Vol. 2 No. 5 (2020): Volume 2, Issue 5, Year 2020
Articles

Alumni Info-Com Management with Distinct Classification of Data

Sasikumar R
Department of Computer Science and Engineering, K. Ramakrishnan College of Engineering, Tiruchirappalli, Tamil Nadu, India.
Haritha B
Department of Computer Science and Engineering, K. Ramakrishnan College of Engineering, Tiruchirappalli, Tamil Nadu, India.
Borshiya Vincy T
Department of Computer Science and Engineering, K. Ramakrishnan College of Engineering, Tiruchirappalli, Tamil Nadu, India.
Kamali M
Department of Computer Science and Engineering, K. Ramakrishnan College of Engineering, Tiruchirappalli, Tamil Nadu, India.
Published September 25, 2020
Keywords
  • Alumni Information Management,
  • Classification,
  • Support Vector Machine,
  • Guide Juniors
How to Cite
R, S., B, H., T, B. V., & M, K. (2020). Alumni Info-Com Management with Distinct Classification of Data. International Research Journal of Multidisciplinary Technovation, 2(5), 42-50. https://doi.org/10.34256/irjmt2057

Plum Analytics

Abstract

The Alumni Info-Com Management System is able to manage alumni data of a college and provide easy access to the same.
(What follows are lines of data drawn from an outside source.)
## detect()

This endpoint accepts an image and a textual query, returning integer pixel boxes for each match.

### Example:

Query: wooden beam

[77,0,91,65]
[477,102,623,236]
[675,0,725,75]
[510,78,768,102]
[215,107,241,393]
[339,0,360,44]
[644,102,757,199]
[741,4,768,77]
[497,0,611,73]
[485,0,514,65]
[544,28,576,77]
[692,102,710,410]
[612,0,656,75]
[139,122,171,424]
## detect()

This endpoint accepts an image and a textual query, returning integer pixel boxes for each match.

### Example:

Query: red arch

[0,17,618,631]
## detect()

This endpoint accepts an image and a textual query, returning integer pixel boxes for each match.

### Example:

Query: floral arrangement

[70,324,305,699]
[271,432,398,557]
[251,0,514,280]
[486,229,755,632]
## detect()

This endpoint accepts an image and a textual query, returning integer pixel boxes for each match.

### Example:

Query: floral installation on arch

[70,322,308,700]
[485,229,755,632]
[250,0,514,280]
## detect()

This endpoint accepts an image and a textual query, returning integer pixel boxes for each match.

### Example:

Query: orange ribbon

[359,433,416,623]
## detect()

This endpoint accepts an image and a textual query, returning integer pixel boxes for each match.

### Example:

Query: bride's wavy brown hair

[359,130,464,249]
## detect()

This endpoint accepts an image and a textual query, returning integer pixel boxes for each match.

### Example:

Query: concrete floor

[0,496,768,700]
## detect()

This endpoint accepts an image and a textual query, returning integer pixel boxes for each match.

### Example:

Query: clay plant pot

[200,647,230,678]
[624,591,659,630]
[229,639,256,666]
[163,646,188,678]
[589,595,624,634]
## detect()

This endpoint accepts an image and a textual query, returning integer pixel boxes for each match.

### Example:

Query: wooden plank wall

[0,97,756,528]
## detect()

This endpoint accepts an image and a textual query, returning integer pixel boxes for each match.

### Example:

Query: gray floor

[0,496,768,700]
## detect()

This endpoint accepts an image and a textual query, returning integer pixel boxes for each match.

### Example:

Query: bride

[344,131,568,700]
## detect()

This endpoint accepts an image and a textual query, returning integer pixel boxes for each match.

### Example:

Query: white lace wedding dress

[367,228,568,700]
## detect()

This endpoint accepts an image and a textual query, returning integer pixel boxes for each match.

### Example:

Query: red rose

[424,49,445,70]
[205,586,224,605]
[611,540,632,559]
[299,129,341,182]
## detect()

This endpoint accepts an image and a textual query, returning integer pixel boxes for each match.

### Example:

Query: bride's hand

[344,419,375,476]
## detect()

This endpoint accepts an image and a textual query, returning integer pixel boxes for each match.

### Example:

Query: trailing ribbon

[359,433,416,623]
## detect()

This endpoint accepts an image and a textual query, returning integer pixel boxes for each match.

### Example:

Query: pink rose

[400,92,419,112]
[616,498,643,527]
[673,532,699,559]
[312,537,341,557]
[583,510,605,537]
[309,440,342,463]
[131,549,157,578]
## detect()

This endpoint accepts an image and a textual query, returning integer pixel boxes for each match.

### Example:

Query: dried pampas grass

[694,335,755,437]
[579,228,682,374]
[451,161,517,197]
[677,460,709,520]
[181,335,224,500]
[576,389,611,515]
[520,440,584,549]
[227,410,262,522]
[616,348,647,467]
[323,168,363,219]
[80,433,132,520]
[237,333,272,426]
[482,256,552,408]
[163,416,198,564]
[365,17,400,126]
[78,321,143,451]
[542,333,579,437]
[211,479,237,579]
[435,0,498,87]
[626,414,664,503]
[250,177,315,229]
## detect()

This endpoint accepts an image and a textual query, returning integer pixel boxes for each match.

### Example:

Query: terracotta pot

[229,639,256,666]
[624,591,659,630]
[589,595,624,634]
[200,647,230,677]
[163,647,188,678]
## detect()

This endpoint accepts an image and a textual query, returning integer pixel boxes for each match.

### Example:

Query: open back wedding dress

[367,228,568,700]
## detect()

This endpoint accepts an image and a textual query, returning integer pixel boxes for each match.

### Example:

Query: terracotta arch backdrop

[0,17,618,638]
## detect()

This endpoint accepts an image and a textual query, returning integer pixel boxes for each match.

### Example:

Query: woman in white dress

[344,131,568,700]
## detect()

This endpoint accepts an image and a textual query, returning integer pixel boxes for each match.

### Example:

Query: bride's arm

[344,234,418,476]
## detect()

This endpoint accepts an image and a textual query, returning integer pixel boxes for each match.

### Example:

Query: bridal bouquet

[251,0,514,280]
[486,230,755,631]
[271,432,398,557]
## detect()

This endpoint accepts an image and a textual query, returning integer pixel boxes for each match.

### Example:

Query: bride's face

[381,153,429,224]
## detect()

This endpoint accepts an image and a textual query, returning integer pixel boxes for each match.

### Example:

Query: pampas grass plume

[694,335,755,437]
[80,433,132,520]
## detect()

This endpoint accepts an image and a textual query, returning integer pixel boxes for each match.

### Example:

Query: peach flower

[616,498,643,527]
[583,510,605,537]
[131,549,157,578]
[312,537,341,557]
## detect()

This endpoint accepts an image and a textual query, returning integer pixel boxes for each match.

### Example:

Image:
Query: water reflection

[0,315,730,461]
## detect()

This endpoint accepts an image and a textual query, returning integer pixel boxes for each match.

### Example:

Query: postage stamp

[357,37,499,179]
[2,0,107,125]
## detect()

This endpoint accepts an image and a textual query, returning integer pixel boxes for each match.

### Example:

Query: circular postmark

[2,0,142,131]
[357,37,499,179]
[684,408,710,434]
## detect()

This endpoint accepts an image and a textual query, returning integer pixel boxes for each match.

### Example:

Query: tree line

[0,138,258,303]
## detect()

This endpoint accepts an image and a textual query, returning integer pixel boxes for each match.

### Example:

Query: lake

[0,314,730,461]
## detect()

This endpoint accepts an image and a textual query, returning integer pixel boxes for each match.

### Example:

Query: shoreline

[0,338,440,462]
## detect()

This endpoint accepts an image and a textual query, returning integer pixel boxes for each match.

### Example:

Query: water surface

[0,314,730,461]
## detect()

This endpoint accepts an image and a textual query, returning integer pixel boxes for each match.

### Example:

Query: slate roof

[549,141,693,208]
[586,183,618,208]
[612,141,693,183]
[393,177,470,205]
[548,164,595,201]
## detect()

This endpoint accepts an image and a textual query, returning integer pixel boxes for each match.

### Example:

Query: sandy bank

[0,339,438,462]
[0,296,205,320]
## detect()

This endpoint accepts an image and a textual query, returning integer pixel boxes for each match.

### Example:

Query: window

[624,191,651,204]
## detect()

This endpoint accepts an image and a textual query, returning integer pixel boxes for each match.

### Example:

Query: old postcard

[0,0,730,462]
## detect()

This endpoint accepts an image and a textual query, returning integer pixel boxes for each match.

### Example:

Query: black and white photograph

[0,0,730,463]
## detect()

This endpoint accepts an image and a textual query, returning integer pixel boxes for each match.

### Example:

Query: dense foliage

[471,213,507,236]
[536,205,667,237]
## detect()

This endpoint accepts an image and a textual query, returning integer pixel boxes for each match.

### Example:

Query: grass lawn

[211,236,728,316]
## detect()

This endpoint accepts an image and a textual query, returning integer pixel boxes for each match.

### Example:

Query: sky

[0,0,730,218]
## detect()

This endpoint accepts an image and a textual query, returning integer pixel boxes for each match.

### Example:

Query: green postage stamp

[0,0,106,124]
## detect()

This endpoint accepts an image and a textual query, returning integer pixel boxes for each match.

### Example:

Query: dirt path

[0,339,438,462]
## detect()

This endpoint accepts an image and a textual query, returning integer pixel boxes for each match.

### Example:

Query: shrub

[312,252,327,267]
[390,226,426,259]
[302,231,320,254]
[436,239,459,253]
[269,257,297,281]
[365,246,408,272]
Alumni of college stay in touch with their immediate friends and it is hard to stay connected with college mates. Contact between alumni develops business connections and to gain insight in a new field. Current students will be initially given a student login id. Access to the system can help them to seek help in their projects or for placements. This single system can satisfy almost every requirement of the alumni. Usually, alumni associations are organized in colleges, but may also be organized in a place where the alumni can meet each other. Despite the fact that there are many existing systems in colleges to maintain the alumni information, they are manual and more time consuming to current students to reach out their alumni and maintaining the privacy of the alumni. To overcome these issues, we proposed a web application which allows alumni to update their information and students can connect with them and can view the filtered events posted by alumni and admin through support vector machine algorithm.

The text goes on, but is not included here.